すぐ動ける人と動けない人の違いは?「頭出しの結論」を習慣づけよう

[レビュアー] 印南敦史(作家、書評家)

「すぐに動ける人」と「動けない人」では、思考・行動に明確な差が出ることになるでしょう。

ただし、「行動=動く」ということは難しくもあるもの。『0秒で動け』(伊藤羊一 著、SBクリエイティブ)の著者は、この点について以下のように述べています。

動けるようになるための要素としては、「行動しよう!」という「マインド」と、どうやって行動し、人を巻き込むか、という道筋をつくる「スキル」と、そして「アクション(行動そのもの)」があるのです。

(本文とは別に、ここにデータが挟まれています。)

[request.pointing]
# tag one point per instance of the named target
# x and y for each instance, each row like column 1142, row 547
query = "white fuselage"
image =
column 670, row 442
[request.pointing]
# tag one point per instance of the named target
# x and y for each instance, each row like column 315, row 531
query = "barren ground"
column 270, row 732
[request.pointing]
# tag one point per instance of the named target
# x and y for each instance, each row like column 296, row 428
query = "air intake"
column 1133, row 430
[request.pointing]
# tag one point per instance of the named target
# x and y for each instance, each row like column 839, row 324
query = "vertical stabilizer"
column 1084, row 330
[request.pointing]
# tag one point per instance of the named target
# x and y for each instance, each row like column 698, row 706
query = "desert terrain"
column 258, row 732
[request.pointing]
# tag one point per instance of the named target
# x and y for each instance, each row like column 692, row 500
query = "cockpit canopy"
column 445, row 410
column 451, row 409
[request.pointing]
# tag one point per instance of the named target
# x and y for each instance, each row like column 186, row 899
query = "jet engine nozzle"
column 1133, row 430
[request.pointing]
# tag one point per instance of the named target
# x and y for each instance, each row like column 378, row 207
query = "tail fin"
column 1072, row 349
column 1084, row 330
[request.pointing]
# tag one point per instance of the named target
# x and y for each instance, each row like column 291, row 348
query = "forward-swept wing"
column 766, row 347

それらを鍛えていけば、少しずつ「動ける」ようになります。(「はじめに」より)

そして行動力のある人は、「思い立ったらすぐ行動」→「行動したら振り返って気づきを得る(結果、スキルやマインドが強化される)」というかたちで、マインド・スキルとアクションのサイクルを常に回しているため、結果的に、さらに行動できるようになっていくそう。

著者は現在、ヤフーの企業内大学であるYahoo!アカデミアの学長を務めるいっぽう、ビジネススクールの講師としても活動している人物。

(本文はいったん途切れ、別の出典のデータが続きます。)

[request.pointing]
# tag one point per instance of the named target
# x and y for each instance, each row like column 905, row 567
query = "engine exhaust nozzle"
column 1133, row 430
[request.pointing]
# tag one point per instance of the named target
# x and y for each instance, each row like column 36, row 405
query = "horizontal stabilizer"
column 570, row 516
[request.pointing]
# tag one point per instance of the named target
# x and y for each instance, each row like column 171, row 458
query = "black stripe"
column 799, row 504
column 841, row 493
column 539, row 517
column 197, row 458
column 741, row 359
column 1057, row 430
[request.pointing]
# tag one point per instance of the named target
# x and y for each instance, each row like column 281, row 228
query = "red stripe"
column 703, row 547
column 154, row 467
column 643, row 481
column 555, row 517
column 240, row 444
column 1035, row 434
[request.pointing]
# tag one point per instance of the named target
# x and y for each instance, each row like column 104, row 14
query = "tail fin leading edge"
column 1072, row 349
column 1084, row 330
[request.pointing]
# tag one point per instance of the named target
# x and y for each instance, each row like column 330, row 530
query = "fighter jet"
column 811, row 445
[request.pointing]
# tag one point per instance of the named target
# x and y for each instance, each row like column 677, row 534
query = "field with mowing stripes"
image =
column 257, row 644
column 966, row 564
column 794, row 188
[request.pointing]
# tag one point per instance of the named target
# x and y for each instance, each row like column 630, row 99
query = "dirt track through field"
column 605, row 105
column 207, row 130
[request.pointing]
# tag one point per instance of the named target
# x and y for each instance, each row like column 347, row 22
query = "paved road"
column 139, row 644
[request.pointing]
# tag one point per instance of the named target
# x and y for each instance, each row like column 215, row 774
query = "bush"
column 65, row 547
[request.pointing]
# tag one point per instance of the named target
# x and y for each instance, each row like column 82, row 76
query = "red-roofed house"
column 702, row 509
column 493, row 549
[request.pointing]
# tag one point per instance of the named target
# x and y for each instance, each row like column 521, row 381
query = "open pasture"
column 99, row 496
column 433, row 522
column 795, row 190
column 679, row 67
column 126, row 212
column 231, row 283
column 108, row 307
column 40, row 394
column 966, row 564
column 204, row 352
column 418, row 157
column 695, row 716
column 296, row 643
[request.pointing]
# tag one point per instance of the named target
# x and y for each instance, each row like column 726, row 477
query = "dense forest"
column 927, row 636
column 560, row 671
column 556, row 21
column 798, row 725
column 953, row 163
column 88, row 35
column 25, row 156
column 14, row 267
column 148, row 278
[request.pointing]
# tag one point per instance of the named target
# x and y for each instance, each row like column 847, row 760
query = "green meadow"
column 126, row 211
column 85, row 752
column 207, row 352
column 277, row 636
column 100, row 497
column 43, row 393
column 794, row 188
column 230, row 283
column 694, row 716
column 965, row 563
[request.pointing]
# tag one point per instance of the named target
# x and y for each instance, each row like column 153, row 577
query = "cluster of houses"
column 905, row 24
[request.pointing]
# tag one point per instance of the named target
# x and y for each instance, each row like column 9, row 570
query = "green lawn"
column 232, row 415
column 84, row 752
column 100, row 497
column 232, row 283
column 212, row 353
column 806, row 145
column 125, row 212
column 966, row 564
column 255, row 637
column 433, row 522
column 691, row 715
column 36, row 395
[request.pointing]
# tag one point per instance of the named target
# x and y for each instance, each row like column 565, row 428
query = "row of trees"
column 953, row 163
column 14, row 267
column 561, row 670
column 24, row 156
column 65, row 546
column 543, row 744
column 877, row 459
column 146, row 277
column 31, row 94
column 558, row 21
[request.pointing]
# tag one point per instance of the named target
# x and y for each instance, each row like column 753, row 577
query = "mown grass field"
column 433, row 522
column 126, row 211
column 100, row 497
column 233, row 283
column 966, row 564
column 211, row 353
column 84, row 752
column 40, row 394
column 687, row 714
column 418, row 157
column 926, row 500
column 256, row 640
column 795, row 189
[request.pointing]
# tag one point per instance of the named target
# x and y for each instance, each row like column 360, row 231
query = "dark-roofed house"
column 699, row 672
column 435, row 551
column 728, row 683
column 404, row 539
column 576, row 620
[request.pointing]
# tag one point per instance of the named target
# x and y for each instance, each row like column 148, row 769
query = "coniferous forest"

しかし20代のころは、まったく行動できなかったのだそうです。

そんな過去があるからこそ、いま、それなりに活動できるようになってきた自分が、なにをどう考え、変えてきたかをここで伝えようとしているわけです。

そんな本書のなかから、きょうは第1章「結論を出せ!」に焦点をあててみたいと思います。

すぐ動くためには「思考のスキル」がいる

動ける人の考え方

○ 動くための「スキル」を持っている

× 「やる気」のみに頼る

(18ページより)

「ビジネスマンにとって大事なことはなにか」ということがテーマになると、「踏み出すのが大事」「まずは動く」ということが強調される場合があります。

たしかに最終的には、踏み出したり動いていくことが重要になってくるわけですが、「それができないから悩んでいる」という方もいらっしゃるはず。ましてや、「えいや」と勢いで動くわけにもいきません。

そこで、なかなか動けない人は、「こういう状況ならいける」「いまはストップ」「すぐ動くべき」というような状況判断をすべきだと著者は主張しています。

そういう判断をしてから動き、その結果がうまくいったとしたら、「ああ、自分の判断は正しかった」ということになるはずだから。

逆にうまくいかなかったら、「あの判断は違うことがわかった」という改善にもつながります。そして、そんな経験が積み重なっていけば、より精度の高い行動につなげることができるわけです。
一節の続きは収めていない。